Last week’s Supreme Court decision on the constitutionality of the Patient Protection and Affordable Care Act (PPACA) and specifically the so-called individual mandate turned on the penalty for not having minimum essential coverage under Section 1501 of the PPACA. While the court ruled the government cannot compel all Americans have health coverage, the government may require payment of a penalty for not having it as a permissible exercise of Congress’s power to levy taxes. The penalty gives the mandate real teeth. Without it, the mandate would be a paper tiger.
The individual mandate in turn is designed to work with upfront tax credits to subsidize the cost of coverage for those who earn above 133 percent of the federal poverty level and are thus ineligible for Medicaid. The penalty for not having coverage is the disincentive or stick and the tax subsidy to defray plan premiums or fees is the incentive — the carrot. Insurers and health plans also have a mandate to sell coverage to whoever is willing to buy it starting in January 2014 regardless of their medical condition.
Together, the carrot and stick built into the individual mandate along with the requirement insurers and health plans accept all applicants (per sections 2701 and 2704 of the Act) is intended to save the individual and small group health insurance market segments from the black hole of adverse selection and ultimately market failure. The acceleration in adverse selection in recent years occurred in the individual market due to increasingly selective medical underwriting standards in states where payers are permitted to screen out people likely to incur high medical treatment costs. Adverse selection also threatens the viability of the small group market due to poor spread of risk among employers of 50 or fewer employees— and particularly numerous micro businesses with five or fewer workers.
In order to preserve these market segments and to also reduce rising premiums in the large group market due to the shifting of medical treatment costs incurred by those without coverage to the insured population, the PPACA has created an alternative and far more compulsory health insurance market than existed prior to its enactment in early 2010. Daniel Weintraub, a veteran Sacramento print journalist with deep knowledge of the health care market, described the new market landscape that will fully emerge in 2014 as one in which insurers and managed care plans will effectively become a “quasi-public utility.”
The question going forward is whether this government-drawn and enforced market can achieve sufficient savings and spread of risk to ward off market failure in the individual and small group market segments.
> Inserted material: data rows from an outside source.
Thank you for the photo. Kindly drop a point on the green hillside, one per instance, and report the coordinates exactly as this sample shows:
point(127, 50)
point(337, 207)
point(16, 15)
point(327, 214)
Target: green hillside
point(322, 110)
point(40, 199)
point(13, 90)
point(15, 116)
In addition, given that health insurance functions as a pass through mechanism, whether the chronic disease prevention provisions of Title IV of the PPACA will meaningfully slow the relentless rise in medical costs driving up premiums.
The Sacramento Bee reports today the California Public Employees’ Retirement System will boost health insurance premiums next year for its 1.3 million public workers and retirees that pencils out at 9.5 percent and represents “one of the biggest increases in years for CalPERS,” which is one of the largest purchasers of the health care in the nation. As such, CalPERS health insurance costs serve as a closely watched barometer of where health coverage costs are headed.
The dynamic of the medical care “cost shift” in which insured patients are effectively surcharged to cover the cost of the care for those lacking coverage is on full display in this San Jose Mercury News item. It reports on the “SafetyNet” program at Santa Clara Urgent Care and the 10 other facilities operated by the Bay Area Surgical Management. The program gives 1,000 uninsured residents free health care, which includes urgent care, imaging and gynecological services and outpatient surgeries. But that care isn’t exactly free and the cost must be covered somehow: the provider faces legal action from Aetna accusing the provider of overcharging patients with coverage.